Thanks for your reply. I did not seal and lube the two seals in the brass cam spindle. Which seals are these? I dont know which ones you mean (sorry...first time ever taking it apart). Is tuis where the cam spindle goes into the nut piece? Thanks


----------



## Gluv999

Gluv999 said:


> Hi El carajillo,
> 
> Thanks for your reply. I did not seal and lube the two seals in the brass cam spindle. Which seals are these? I dont know which ones you mean (sorry...first time ever taking it apart). Is tuis where the cam spindle goes into the nut piece? Thanks












This leak is just when the machine (not the pump) is turned on.


----------



## Gluv999

Think i kniw which ones you mean. Inside the nut part and one on the spindle. Will give it a try! Thanks


----------



## El carajillo

The leak appears to be coming from one of the teflon washers, probably needs tweaking a little tighter.
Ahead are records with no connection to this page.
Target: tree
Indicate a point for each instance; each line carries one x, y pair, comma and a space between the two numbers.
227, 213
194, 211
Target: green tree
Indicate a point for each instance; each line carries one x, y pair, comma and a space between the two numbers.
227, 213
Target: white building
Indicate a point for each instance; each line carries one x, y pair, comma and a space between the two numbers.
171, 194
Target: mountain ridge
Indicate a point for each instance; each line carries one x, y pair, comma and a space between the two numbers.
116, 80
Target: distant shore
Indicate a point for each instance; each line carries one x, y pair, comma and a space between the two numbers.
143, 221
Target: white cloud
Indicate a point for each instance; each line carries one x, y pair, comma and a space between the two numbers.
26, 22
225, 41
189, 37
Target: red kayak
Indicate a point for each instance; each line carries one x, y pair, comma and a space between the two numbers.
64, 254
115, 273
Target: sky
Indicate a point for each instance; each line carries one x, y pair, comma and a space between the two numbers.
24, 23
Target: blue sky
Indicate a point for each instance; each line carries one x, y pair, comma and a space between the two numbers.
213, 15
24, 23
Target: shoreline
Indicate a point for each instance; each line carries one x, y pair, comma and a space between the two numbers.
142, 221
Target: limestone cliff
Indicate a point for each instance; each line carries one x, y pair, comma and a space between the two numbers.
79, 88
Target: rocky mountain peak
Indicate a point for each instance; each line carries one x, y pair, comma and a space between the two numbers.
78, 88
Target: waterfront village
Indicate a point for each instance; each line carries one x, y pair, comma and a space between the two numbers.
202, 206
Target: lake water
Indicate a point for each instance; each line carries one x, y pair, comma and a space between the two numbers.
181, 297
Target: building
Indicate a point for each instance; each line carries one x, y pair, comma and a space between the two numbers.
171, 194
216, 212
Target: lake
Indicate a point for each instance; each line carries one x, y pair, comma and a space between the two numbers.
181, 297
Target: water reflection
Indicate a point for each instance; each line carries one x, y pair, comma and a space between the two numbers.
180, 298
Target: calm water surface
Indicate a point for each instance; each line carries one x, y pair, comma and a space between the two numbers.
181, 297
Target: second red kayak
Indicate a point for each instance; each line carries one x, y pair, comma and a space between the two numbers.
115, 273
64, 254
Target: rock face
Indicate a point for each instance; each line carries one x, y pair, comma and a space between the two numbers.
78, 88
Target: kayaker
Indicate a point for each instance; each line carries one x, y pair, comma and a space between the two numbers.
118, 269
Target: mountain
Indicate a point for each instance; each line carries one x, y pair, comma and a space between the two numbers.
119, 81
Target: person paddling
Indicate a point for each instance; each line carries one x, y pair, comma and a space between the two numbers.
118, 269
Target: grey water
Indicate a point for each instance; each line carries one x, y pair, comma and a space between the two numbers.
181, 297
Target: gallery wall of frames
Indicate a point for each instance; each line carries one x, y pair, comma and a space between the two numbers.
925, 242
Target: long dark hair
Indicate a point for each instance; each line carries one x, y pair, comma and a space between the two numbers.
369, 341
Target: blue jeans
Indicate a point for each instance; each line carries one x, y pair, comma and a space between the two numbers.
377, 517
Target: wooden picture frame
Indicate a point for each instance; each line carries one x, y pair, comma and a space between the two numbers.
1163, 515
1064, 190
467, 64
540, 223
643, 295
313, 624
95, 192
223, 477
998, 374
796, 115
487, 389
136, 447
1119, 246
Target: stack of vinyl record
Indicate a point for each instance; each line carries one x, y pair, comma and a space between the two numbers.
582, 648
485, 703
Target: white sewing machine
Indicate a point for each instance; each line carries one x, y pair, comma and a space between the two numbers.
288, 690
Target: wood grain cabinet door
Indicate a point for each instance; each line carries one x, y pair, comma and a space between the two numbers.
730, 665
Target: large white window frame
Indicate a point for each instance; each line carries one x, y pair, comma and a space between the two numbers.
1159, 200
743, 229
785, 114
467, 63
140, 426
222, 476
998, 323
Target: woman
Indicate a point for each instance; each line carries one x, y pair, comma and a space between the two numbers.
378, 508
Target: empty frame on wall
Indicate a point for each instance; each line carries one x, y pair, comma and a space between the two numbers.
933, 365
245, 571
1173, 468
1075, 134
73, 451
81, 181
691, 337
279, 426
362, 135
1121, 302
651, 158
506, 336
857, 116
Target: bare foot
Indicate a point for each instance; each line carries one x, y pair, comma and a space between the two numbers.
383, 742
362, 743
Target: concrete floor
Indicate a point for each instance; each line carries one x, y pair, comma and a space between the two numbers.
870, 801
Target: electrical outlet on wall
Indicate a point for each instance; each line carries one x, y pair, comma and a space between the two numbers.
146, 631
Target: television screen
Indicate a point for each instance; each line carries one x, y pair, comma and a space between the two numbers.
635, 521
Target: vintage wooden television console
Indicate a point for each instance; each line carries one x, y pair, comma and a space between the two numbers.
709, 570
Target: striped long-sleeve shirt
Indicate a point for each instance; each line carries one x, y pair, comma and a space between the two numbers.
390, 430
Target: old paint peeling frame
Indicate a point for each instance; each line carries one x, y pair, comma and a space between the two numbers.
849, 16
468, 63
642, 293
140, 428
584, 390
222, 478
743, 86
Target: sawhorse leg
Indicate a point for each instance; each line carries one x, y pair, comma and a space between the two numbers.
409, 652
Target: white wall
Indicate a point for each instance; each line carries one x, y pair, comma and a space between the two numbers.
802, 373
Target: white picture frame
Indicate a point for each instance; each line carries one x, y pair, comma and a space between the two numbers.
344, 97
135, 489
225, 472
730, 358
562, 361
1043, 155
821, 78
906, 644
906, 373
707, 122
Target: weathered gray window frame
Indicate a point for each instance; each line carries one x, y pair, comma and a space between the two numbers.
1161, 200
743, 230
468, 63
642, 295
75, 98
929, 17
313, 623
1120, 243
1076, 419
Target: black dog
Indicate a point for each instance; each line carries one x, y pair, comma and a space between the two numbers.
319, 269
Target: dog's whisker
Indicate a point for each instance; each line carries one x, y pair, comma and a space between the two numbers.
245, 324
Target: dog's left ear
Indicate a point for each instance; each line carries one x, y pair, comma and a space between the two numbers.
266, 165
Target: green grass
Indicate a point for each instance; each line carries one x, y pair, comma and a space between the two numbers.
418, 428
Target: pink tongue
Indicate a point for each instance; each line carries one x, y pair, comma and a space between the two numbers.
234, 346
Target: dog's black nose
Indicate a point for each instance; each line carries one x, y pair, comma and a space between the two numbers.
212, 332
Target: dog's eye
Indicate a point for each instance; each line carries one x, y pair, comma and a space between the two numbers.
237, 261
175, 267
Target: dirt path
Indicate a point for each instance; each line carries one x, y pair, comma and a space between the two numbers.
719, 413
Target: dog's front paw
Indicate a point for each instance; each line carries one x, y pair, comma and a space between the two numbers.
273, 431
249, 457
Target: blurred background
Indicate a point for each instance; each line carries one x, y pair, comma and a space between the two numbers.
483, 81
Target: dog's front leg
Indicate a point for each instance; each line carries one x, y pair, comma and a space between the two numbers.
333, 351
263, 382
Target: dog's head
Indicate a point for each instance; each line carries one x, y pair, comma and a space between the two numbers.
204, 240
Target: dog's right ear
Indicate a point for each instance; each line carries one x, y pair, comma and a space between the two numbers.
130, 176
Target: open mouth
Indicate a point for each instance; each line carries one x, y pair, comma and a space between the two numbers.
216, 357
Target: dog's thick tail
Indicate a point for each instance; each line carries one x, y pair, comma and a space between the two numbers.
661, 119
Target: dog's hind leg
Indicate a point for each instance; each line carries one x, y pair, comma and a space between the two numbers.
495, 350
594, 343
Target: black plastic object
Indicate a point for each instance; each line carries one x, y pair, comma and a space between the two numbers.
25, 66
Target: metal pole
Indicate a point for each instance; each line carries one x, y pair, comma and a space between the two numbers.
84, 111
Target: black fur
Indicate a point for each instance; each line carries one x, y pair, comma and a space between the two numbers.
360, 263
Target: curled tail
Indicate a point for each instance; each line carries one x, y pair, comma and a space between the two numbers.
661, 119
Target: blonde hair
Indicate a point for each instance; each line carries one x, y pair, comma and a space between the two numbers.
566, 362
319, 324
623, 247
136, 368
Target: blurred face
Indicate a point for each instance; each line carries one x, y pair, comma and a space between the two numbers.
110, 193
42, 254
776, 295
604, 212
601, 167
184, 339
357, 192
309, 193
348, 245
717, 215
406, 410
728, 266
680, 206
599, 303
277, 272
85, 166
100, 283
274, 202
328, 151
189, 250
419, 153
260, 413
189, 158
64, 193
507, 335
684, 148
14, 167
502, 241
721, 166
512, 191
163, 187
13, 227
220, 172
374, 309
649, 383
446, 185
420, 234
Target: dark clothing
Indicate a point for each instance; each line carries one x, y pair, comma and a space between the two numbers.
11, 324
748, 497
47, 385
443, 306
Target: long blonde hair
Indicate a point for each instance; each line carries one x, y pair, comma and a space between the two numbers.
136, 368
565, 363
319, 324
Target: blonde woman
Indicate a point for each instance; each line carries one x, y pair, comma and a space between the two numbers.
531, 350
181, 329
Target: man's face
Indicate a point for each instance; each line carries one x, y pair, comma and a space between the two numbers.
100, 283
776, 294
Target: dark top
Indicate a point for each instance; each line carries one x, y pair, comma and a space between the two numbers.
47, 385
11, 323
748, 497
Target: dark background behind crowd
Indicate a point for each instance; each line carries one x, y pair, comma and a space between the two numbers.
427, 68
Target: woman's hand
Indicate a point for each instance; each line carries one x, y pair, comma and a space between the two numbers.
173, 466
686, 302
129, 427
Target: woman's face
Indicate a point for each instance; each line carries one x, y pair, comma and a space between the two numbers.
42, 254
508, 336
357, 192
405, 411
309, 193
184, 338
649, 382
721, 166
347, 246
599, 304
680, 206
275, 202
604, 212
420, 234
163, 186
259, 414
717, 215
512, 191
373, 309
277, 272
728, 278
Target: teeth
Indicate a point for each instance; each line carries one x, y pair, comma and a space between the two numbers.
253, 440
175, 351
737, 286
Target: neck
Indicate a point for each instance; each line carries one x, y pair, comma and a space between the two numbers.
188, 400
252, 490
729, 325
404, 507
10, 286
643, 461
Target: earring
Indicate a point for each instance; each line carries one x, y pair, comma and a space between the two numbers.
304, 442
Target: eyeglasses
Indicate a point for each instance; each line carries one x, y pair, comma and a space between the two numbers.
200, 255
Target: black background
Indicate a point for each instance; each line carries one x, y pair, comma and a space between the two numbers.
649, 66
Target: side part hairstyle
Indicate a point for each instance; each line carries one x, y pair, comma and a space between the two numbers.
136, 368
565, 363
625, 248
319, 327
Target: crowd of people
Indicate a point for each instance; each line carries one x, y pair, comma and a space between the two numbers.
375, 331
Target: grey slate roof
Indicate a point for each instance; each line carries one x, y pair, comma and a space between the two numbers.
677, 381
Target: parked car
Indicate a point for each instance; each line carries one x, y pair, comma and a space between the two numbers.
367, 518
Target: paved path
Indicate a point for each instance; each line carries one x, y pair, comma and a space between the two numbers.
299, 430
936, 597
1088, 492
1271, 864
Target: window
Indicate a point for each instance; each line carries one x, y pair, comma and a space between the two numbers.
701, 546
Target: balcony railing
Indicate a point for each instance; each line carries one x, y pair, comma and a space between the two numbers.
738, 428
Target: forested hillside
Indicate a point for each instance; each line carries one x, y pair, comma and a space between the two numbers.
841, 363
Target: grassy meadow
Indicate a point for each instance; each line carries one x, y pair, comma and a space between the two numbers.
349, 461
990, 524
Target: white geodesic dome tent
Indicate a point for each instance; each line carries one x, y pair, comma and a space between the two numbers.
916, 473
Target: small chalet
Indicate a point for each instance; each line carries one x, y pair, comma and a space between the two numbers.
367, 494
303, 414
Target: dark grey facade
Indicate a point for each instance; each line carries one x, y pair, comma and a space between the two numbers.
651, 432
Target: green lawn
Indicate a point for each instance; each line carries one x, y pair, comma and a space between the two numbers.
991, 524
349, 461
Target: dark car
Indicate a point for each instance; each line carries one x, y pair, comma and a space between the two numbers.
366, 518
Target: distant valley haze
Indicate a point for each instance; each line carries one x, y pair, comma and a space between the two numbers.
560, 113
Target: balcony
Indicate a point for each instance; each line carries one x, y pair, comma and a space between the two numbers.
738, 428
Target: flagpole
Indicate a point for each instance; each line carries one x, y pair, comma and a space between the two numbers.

Before you do tighten it take it apart and check the washer for damage/ crack, also make sure it is seated correctly before tightening.

The two seals I was mentioning are in the barrel of the long nut, black about 15 mm OD and cam spindle size in centre.


----------



## Gluv999

Thank you for your help, I really appreciate it. The leak seems to be sorted now after cleaning and lubing the two seals and then tweaking the teflon seal tighter.


----------